Review: The Wrath and the Dawn

The Wrath and the Dawn by Renee Ahdieh

My rating: 2 of 5 stars

One Life to One Dawn.

In a land ruled by a murderous boy-king, each dawn brings heartache to a new family. Khalid, the eighteen-year-old Caliph of Khorasan, is a monster. Each night he takes a new bride only to have a silk cord wrapped around her throat come morning. When sixteen-year-old Shahrzad’s dearest friend falls victim to Khalid, Shahrzad vows vengeance and volunteers to be his next bride. Shahrzad is determined not only to stay alive, but to end the caliph’s reign of terror once and for all.

Night after night, Shahrzad beguiles Khalid, weaving stories that enchant, ensuring her survival, though she knows each dawn could be her last. But something she never expected begins to happen: Khalid is nothing like what she’d imagined him to be. This monster is a boy with a tormented heart. Incredibly, Shahrzad finds herself falling in love. How is this possible? It’s an unforgivable betrayal. Still, Shahrzad has come to understand all is not as it seems in this palace of marble and stone. She resolves to uncover whatever secrets lurk and, despite her love, be ready to take Khalid’s life as retribution for the many lives he’s stolen. Can their love survive this world of stories and secrets?

Inspired by A Thousand and One Nights, The Wrath and the Dawn is a sumptuous and enthralling read from beginning to end.

Beware spoilers ahead!

It’s official I am not a romance fan. Well at least not the romance that was portrayed in this book. When I first heard about this book I had no interest in reading it. Then about a month back I downloaded the sample from iBooks to see why everyone seemed to love this book. The sample peeked my interest so I decided to get this from my local library.

The book starts off with a prologue in which readers discover that Khalid is cursed. He is not killing all these girls off his freewill. Readers are then taken to Shahrzad’s point of view in which we discover that she has volunteered herself as Khalid’s next bride. She has done so in order to kill him so that no other girls will be murdered by him.

While she is getting ready to meet Khalid her father comes to visit her. She explains him that he and her sister should leave town soon. And that she will survive and kill Khalid. Her father tearfully leaves. She is then taken to meet her monster husband.

We are then taken to Tariq’s point of view. Tariq is Shahrzad’s ex-fiance and the cousin of Shiva who was Shahrzad’s best friend. Shiva was one of Khalid’s many wives and was murdered by him. Tariq and his friend make their way to his home. Upon arriving home Tariq is told by his parents that Shazi (her nickname) has volunteered herself as Khalid’s bride. His family are distraught and his father urges Tariq to move on. Tariq and his friend decide to find a way to save Shazi.

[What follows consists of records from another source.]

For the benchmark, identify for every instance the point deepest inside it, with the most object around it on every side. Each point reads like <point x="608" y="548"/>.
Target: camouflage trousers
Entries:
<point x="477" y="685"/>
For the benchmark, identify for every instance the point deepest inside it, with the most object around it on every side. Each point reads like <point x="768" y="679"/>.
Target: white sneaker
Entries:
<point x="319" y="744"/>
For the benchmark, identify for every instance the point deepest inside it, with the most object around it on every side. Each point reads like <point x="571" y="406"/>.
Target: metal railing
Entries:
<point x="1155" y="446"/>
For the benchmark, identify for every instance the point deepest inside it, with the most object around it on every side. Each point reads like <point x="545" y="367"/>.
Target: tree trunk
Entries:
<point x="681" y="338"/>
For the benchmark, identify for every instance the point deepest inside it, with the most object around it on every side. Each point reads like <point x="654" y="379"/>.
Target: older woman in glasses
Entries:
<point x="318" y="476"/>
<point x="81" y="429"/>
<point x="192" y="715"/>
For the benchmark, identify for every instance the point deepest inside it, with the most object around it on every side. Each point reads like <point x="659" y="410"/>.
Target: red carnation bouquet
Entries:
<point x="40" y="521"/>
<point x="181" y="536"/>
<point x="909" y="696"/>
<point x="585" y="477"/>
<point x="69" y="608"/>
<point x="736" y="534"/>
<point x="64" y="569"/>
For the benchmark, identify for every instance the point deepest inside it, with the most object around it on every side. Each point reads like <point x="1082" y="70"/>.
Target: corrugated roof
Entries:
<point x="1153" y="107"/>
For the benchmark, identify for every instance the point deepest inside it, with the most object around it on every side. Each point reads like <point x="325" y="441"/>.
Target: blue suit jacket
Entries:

We are then taken to Shazi’s sister Irsa point of view. Irsa is not happy that her sister volunteered herself as Khalid’s bride. She is partly angry at her sister and upset. Her father then comes out carrying a book with him. Irsa tries to ask her father what is so special about this particular book. He does not respond.

Just like the original version Shavi tells a story to Khalid at night. She only tells part of the story in one night and then in the next next she will continue the story. Giving her time to devise a plan to kill him and thus insuring her survival. The stories in this book however are boring. They are not as interesting as the original one’s. I’m surprised that Khalid even enjoyed them.

I honestly didn’t understand the romance. I found it to be bland. While yes Khalid was cursed he was not entirely bad I didn’t necessarily like him. He acted as if he owned Shazi (which Shazi does point out to him) and has quiet the temper. Not really sure how that was appealing. But I suppose everyone is flawed. Also I think part of the reason I couldn’t really wrap my head around the romance is because she does end up falling for her best friends killer. I know that he doesn’t do it on purpose but it still bothered me.

Shazi was loved by everyone around her. Everyone went on about how pretty she is and how smart she is. I will admit that yes I found her to be intelligent. She was also sharp tongued which was amusing to read about. I didn’t like how impulsive she was in certain situations. I liked how she was honest and wasn’t afraid to say what she had on her mind. These qualities were admirable. I probably would’ve loved these qualities if the characters didn’t keep going on about them.

Once the curse was revealed I found it very stupid. It was underwhelming. The romance happens fairly quickly. I thought that it would take longer to develop. Tariq was stupid and arrogant. Caliph in this book is defined as a king. But in actuality Caliph is an Islamic leader. Not just some king. And there weren’t any Muslims in this book to speak off.

I liked the interactions with Despina and Shazi! It was nice to see that she made a friend in the palace. The writing was amazing! The writing gained an extra star. Aside from that the book felt bland. I will not be reading the sequel.

Overall this was an okay book. I think this was a case of ‘It’s not you but me’. I would recommend it to fans of villain romances.